A proposta estipulava que as empresas estrangeiras seriam obrigadas a se registrar na agência e declarar o imposto por meio de um sistema simplificado. Na época, as autoridades insistiram que o imposto “não afetaria diretamente o consumidor”.
A entidade justificou então a medida com argumentos de equidade tributária e modernização fiscal, alegando que as empresas locais pagam impostos, enquanto muitas plataformas estrangeiras operam sem pagar impostos em território dominicano.
Entre anúncios, pausas e reformas
Ao longo do restante de 2022, diversas autoridades reiteraram que as regulamentações estavam "em estágio avançado" e próximas de serem implementadas.
Em junho daquele ano, o então diretor da DGII, Luis Valdez, garantiu que o projeto estava sendo acordado com as plataformas digitais e que o país não poderia ficar para trás em relação a outras economias que já tributavam esses serviços.
Um mês depois, o funcionário afirmou que o Governo previa arrecadar mais de 3 bilhões de pesos com a aplicação do imposto, insistindo novamente que o ônus não recairia sobre os consumidores.
No entanto, em outubro de 2022, o próprio Valdez descreveu a questão como "em suspenso", embora a proposta de Orçamento Geral do Estado para 2023 já incluísse receitas provenientes de plataformas digitais.
O então Ministro das Finanças, José Manuel Vicente (Jochi), chegou mesmo a afirmar que não tributar estas plataformas "seria um sacrilégio", especialmente tendo em conta o crescimento de modelos como o Airbnb em comparação com os hotéis tradicionais.
Airbnb e a pressão do setor turístico
Paralelamente ao debate tributário, o rápido crescimento do Airbnb na República Dominicana intensificou a pressão do setor turístico para o estabelecimento de regulamentações.
Em diversos artigos publicados pelo El Inmobiliario entre 2022 e 2024, associações hoteleiras, empresários do setor turístico e representantes do setor imobiliário insistiram na necessidade de regulamentar as plataformas de aluguel de curta duração, citando preocupações relacionadas à concorrência desleal, segurança, controle sanitário e proteção da imagem do país.
Entre as entidades que se manifestaram publicamente estavam a Associação Dominicana de Hotéis e Turismo (Asonahores), a Associação Dominicana de Empresas de Turismo e Imobiliárias (ADETI), entre outras.
David Collado e seus anúncios na Fitur
Durante os anos de 2023 e 2024, o Ministro do Turismo, David Collado, falou em diversas ocasiões sobre a necessidade de regulamentar as operações do Airbnb no país.
Na FITUR 2023, ele afirmou que havia um "acordo preliminar" com o Airbnb para avançar rumo à regulamentação, esclarecendo que o objetivo inicial não estava relacionado a impostos, mas sim à segurança e ao controle de qualidade.
Um ano depois, durante a FITUR 2024, foi anunciado novamente que o acordo com o Airbnb seria finalmente assinado em fevereiro.
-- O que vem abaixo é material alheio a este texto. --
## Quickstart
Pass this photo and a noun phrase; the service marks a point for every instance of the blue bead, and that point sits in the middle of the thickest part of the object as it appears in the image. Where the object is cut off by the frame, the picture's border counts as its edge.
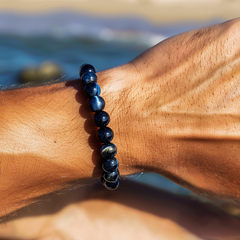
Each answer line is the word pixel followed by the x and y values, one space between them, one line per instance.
pixel 105 134
pixel 92 89
pixel 112 185
pixel 108 150
pixel 111 177
pixel 89 77
pixel 110 165
pixel 96 103
pixel 101 119
pixel 86 68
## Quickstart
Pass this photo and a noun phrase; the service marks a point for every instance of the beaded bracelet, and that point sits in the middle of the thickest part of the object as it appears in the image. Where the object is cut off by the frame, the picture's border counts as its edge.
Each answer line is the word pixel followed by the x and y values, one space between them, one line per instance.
pixel 110 178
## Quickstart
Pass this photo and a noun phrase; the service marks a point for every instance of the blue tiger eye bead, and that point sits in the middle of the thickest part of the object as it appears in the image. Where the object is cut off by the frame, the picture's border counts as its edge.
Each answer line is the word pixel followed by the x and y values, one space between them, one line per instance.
pixel 108 150
pixel 89 77
pixel 110 165
pixel 92 89
pixel 101 119
pixel 86 68
pixel 111 177
pixel 96 103
pixel 105 134
pixel 112 185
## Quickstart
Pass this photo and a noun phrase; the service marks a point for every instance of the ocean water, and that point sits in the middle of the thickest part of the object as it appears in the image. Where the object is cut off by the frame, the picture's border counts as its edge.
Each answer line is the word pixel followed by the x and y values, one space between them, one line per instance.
pixel 70 39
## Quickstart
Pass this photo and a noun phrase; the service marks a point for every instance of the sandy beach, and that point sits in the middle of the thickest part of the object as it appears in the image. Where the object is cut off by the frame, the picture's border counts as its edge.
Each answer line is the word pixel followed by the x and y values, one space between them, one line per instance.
pixel 153 10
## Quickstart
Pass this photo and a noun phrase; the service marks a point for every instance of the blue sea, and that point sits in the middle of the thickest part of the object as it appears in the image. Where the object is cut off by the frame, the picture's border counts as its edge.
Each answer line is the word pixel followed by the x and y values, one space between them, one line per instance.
pixel 70 39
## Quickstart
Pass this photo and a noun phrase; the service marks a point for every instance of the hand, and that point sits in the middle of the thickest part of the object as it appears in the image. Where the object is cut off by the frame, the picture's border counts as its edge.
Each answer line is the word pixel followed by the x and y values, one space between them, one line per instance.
pixel 180 115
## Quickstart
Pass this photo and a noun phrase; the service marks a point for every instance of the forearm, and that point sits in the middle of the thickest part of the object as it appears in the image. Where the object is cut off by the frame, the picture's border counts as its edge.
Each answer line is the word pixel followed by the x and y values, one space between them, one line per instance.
pixel 48 138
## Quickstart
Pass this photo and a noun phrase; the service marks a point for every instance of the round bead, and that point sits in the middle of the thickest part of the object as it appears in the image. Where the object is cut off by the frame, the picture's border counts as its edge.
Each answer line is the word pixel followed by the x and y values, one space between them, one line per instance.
pixel 111 177
pixel 105 134
pixel 92 89
pixel 89 77
pixel 86 68
pixel 108 150
pixel 110 165
pixel 101 119
pixel 112 185
pixel 96 103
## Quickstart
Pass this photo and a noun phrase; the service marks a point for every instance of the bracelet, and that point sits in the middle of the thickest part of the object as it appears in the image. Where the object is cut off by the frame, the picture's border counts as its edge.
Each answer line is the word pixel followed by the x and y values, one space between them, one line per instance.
pixel 110 178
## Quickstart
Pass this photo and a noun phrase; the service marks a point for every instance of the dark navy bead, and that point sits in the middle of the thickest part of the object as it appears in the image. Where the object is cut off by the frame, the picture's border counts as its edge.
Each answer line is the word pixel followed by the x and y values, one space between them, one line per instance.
pixel 110 165
pixel 111 177
pixel 101 119
pixel 108 150
pixel 86 68
pixel 92 89
pixel 96 103
pixel 105 134
pixel 89 77
pixel 112 185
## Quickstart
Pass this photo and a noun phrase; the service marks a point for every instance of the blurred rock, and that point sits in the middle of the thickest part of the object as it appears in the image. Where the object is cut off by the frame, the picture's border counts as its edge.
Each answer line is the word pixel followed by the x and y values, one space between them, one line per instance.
pixel 45 72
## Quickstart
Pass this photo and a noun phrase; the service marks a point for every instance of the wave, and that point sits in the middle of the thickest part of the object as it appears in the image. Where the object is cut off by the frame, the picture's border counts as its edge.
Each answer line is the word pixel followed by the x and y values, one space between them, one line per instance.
pixel 69 24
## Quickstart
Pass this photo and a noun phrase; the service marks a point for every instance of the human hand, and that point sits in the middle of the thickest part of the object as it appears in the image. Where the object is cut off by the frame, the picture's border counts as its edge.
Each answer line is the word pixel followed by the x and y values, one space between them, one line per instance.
pixel 180 115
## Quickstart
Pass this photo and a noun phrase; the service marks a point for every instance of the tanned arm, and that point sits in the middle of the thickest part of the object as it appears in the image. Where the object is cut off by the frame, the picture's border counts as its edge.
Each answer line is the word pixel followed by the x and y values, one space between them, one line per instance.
pixel 174 110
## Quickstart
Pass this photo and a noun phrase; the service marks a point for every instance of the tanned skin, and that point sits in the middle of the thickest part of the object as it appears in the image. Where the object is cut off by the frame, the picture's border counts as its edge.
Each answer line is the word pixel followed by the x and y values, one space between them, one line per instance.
pixel 174 111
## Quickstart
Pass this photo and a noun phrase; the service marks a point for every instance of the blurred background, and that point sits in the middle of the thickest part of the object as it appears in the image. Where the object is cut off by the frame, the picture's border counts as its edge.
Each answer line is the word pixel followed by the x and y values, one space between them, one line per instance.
pixel 43 40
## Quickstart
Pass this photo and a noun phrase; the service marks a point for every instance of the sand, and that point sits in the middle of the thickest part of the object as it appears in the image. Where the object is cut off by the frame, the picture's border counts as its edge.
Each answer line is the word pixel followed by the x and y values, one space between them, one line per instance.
pixel 154 10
No entanto, o processo foi adiado mais uma vez.
Posteriormente, em maio de 2024, Collado explicou que tanto a regulamentação do turismo quanto o aspecto tributário seriam integrados à futura reforma tributária , razão pela qual as medidas ainda não haviam entrado em vigor.
Uma tentativa falhada e uma nova tentativa em 2026
Embora o debate tenha perdido força pública por vários meses, as autoridades continuaram trabalhando em mecanismos tributários relacionados a plataformas digitais.
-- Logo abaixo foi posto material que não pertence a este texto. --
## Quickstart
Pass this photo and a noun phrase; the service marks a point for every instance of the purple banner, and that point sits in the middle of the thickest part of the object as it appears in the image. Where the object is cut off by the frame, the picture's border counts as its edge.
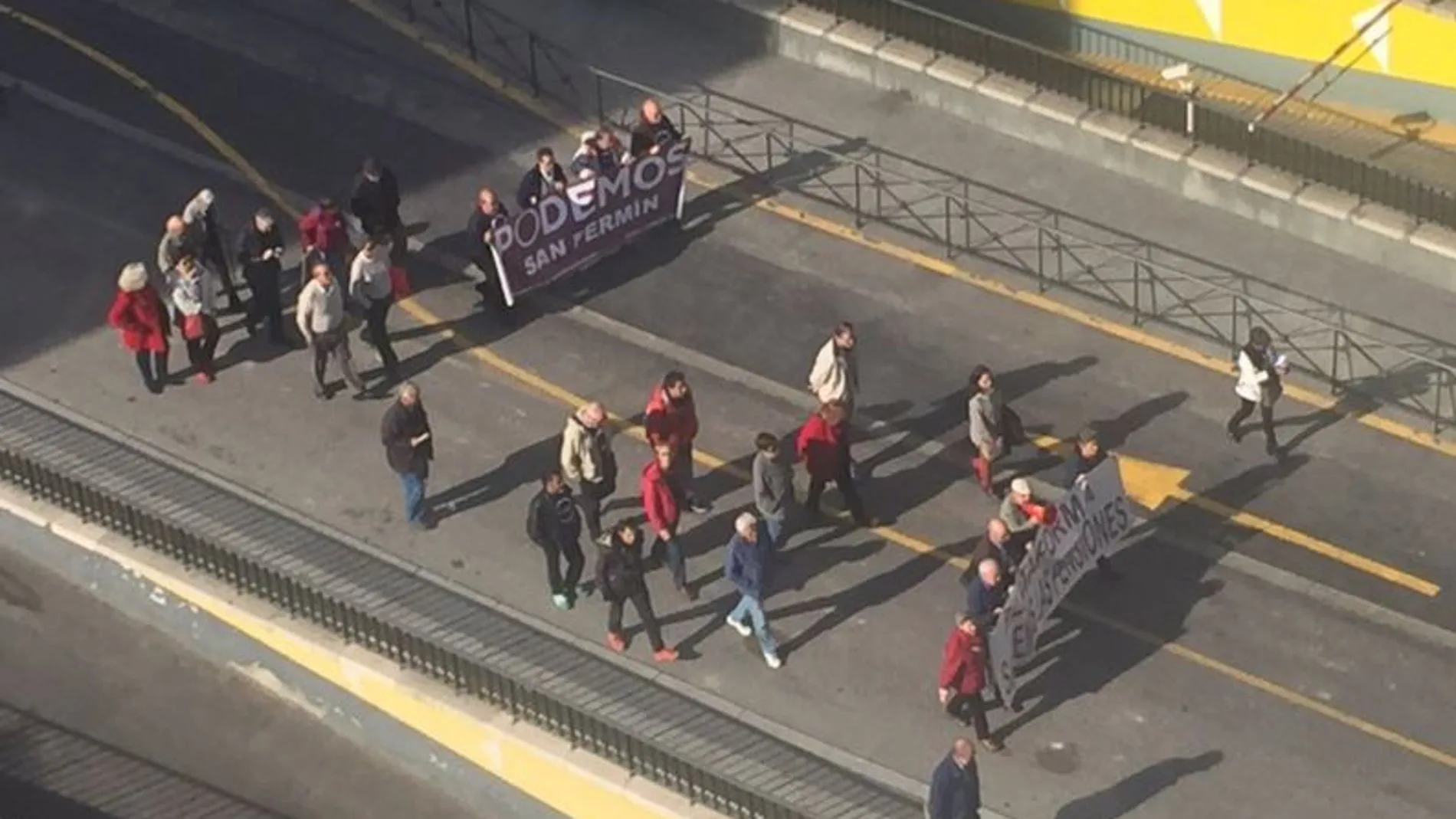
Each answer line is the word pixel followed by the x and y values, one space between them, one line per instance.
pixel 567 233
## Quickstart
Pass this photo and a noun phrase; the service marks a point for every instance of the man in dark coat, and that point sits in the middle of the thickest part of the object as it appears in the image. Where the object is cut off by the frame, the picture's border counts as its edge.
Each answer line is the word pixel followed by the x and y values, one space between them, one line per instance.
pixel 409 448
pixel 956 786
pixel 553 524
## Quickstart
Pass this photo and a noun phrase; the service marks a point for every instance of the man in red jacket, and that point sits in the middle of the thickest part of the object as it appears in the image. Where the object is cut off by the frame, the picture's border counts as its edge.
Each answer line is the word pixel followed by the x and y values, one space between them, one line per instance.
pixel 962 675
pixel 661 501
pixel 671 419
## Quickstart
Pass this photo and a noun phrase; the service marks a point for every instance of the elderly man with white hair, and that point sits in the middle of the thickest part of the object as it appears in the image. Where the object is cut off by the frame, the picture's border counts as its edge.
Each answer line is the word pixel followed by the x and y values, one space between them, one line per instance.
pixel 747 569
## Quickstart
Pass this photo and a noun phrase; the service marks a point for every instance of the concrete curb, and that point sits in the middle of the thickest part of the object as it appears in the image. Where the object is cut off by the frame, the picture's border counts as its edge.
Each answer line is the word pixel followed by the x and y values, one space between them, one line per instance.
pixel 1315 213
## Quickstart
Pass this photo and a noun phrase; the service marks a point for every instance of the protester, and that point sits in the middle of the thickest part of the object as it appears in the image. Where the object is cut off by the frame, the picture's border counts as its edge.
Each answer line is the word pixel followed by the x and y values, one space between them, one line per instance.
pixel 260 255
pixel 619 576
pixel 956 786
pixel 192 290
pixel 408 448
pixel 372 288
pixel 747 568
pixel 661 501
pixel 589 461
pixel 322 322
pixel 553 524
pixel 202 220
pixel 1087 456
pixel 487 215
pixel 993 427
pixel 820 447
pixel 653 133
pixel 1260 385
pixel 962 676
pixel 543 179
pixel 375 201
pixel 772 490
pixel 325 239
pixel 671 418
pixel 598 155
pixel 142 319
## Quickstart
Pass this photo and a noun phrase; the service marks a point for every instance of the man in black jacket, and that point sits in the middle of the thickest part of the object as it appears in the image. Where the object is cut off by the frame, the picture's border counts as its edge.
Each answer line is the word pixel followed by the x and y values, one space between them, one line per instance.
pixel 408 448
pixel 260 255
pixel 553 524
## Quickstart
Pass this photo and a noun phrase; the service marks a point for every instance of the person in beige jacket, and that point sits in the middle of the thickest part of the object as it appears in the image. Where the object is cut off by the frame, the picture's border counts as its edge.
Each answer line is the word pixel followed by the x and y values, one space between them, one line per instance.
pixel 589 461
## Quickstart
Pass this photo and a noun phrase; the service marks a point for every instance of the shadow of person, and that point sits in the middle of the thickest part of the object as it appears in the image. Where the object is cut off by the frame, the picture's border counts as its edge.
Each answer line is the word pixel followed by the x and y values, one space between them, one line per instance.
pixel 1124 796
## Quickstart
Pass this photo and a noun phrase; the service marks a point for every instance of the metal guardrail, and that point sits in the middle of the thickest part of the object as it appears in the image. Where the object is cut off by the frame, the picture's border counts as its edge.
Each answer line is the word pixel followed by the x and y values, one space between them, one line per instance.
pixel 1366 359
pixel 395 611
pixel 1360 159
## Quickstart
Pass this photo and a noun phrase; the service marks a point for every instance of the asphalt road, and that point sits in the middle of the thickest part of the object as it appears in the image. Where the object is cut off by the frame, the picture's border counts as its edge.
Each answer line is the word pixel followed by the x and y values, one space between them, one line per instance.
pixel 79 673
pixel 1113 720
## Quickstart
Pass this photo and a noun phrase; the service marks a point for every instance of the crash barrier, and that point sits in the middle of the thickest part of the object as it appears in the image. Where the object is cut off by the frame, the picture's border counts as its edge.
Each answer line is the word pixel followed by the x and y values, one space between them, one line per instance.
pixel 393 610
pixel 1368 361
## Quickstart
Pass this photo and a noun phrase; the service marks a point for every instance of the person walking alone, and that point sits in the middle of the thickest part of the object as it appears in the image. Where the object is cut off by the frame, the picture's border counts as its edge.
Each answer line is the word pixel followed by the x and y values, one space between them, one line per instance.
pixel 408 450
pixel 956 785
pixel 671 418
pixel 260 255
pixel 619 576
pixel 663 503
pixel 772 490
pixel 372 288
pixel 962 676
pixel 747 568
pixel 142 319
pixel 589 461
pixel 1260 385
pixel 320 320
pixel 192 290
pixel 553 524
pixel 818 447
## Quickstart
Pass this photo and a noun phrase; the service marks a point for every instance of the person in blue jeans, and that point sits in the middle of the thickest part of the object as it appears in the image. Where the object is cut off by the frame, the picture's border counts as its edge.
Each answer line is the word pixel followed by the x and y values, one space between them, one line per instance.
pixel 747 569
pixel 408 448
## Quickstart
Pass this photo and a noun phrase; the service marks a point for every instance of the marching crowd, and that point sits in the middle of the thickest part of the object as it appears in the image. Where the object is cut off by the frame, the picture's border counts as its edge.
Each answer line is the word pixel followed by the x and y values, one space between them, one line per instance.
pixel 344 283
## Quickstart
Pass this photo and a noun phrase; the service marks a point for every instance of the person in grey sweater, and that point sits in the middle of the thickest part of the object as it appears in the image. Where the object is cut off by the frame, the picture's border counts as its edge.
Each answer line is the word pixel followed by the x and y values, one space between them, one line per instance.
pixel 320 320
pixel 772 490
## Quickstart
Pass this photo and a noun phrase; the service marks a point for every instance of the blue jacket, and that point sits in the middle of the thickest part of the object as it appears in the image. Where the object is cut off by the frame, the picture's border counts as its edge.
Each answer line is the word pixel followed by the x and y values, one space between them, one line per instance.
pixel 746 566
pixel 956 791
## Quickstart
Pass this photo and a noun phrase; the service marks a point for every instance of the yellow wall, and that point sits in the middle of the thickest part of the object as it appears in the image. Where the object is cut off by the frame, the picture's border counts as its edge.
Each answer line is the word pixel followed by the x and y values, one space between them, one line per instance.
pixel 1422 45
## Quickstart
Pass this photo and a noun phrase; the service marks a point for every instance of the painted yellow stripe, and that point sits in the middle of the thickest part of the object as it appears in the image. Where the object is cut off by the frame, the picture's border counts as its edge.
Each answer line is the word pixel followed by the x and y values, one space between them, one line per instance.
pixel 919 545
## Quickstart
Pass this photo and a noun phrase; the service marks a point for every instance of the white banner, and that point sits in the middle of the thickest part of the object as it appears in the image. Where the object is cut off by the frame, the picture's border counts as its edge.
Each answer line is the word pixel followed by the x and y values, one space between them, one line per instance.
pixel 1091 521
Em 2025, o governo aprovou o Decreto 30-25, que estabelecia normas para a cobrança e aplicação do ITBIS (Imposto sobre Valor Agregado) sobre serviços digitais. No entanto, essa medida foi posteriormente revogada.
A vice-presidente da República, Raquel Peña, declarou que a medida foi anulada porque não existiam as condições para tal.
“Na verdade, não estávamos preparados para emitir esse decreto e, como vocês já ouviram o presidente Abinader dizer, quando algo não está pronto para ser feito em determinado momento, é retirado ou feito no momento apropriado”, disse o vice-presidente, segundo o Listin Diario.
Agora, sob a liderança de Pedro Urrutia na DGII, a questão voltou à agenda pública com sua declaração de que a instituição está trabalhando em uma nova proposta com o objetivo de tributar os serviços digitais utilizados em território dominicano.
Será que desta vez vai acontecer?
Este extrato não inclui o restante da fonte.